Today’s kids take ballet, soccer, and gymnastics, always do the work there. They are conditioned to complete their goal while they’re with the teacher. Music lessons require a completely different conditioning for the student – and the parent. A conditioning that requires daily work at home.

So what can be done to point our kids in the right direction?

1) Get to Know Students. Start by getting to know the interests of your students. Ask them about what’s going on at school, what they are interested in, and what movies they’ve seen recently. The last question can often give teachers ideas as to what they might be interested in playing. The music from those movies can be found on MusicNotes.com.
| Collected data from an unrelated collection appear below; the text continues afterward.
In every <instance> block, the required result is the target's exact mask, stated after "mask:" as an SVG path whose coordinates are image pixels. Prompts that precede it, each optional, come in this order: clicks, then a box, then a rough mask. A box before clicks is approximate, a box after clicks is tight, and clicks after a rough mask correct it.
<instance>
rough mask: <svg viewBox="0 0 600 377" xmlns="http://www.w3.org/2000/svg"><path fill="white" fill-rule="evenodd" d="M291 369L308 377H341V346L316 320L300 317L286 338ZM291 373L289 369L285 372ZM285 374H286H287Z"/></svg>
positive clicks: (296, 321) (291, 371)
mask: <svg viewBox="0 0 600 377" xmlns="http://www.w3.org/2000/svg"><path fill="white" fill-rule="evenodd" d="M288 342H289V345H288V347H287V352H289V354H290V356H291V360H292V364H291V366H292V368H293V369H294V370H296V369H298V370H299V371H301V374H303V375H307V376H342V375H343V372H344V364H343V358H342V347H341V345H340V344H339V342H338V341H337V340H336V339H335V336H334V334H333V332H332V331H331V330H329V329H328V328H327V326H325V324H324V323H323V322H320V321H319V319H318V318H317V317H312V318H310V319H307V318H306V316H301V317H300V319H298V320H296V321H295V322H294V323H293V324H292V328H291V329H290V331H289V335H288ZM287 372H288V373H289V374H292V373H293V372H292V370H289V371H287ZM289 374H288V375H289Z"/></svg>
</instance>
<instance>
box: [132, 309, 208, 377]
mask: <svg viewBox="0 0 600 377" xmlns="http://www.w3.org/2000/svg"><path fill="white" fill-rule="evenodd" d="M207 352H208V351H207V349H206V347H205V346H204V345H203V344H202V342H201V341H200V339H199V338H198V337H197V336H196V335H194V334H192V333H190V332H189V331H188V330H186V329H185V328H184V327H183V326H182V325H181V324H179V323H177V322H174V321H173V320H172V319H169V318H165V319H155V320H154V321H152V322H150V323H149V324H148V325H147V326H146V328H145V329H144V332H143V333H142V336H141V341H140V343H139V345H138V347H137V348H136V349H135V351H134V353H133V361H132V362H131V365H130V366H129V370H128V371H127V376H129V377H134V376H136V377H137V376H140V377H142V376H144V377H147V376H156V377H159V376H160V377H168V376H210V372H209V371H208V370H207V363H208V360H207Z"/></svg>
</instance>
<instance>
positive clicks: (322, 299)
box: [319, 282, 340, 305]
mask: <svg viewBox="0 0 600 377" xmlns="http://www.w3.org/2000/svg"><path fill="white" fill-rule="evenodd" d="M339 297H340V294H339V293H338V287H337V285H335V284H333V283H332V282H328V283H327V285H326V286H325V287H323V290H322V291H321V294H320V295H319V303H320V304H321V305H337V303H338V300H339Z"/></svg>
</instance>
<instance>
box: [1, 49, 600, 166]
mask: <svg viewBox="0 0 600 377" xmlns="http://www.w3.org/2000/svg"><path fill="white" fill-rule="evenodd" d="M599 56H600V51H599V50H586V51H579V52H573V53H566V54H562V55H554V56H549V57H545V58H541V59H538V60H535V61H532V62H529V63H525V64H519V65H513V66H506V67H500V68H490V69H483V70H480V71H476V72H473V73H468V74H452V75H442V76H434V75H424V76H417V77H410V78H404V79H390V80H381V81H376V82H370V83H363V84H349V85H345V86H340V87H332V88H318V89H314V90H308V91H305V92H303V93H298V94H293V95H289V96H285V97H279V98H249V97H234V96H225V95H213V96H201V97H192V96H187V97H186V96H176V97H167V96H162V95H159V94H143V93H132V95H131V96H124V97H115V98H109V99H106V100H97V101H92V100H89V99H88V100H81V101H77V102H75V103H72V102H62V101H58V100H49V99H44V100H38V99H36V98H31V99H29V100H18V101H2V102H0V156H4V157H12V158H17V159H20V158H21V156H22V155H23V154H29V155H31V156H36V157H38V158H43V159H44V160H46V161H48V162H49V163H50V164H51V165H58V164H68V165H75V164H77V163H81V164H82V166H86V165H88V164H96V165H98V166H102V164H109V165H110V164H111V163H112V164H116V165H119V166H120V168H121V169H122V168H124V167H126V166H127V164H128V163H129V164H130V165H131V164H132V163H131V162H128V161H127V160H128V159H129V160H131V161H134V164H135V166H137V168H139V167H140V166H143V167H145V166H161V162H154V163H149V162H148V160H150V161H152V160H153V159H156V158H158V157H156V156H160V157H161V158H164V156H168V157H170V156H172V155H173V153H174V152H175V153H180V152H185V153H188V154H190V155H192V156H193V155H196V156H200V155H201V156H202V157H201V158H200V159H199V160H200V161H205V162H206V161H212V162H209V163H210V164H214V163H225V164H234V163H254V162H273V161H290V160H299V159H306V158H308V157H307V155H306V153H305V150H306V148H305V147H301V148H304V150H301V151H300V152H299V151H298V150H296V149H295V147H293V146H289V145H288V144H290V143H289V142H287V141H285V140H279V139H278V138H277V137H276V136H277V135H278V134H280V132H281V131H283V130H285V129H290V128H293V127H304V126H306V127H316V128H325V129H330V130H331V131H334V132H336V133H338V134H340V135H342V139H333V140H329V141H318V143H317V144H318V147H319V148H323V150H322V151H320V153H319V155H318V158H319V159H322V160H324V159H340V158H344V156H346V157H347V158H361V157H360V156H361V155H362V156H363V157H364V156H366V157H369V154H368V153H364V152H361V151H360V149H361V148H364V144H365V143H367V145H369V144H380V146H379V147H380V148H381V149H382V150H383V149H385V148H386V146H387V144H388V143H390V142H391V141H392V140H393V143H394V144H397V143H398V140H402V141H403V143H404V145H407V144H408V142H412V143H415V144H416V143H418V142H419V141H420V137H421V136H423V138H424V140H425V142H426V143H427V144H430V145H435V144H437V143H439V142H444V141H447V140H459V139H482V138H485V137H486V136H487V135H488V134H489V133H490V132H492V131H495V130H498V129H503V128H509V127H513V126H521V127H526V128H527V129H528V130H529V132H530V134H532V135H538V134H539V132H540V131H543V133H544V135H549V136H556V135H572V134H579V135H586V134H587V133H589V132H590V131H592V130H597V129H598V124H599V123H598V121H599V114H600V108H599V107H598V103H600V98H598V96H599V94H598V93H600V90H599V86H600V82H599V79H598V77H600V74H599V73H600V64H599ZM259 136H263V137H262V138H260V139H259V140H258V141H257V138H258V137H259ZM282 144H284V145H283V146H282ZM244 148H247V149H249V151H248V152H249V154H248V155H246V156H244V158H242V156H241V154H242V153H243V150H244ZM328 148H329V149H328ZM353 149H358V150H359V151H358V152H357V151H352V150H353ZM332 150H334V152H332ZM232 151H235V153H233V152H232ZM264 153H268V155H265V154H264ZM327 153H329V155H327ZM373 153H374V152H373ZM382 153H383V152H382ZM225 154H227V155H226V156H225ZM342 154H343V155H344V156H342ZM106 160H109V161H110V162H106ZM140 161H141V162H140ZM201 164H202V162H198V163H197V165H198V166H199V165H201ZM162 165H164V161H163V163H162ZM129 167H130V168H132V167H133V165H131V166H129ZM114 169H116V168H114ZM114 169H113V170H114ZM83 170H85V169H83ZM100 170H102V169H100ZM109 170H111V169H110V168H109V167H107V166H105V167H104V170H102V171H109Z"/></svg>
2) Mark Mistakes. Make mistakes with a colored pencil to show students what to practice – and what mistakes shouldn’t be mistakes by next week. Use a new colored pencil next week.

3) Ask Students What They Want. Ask students what they want to play. Some students will practice every song in the book and be faithful to practice every week. Others won’t. That’s when you ned to find out what motivates them. What song is so great that they wouldn’t want to miss practicing it. Then find it.

4) Use a Point System. Award a point every time something is played well. At the end of the lesson, they get a treat from mom or dad. I find that 25 point goal works well.

5) Educate the Parents. Keep parents informed about how things are going. They can often help keep your students remembering to practice and remembering what they’re supposed to practice.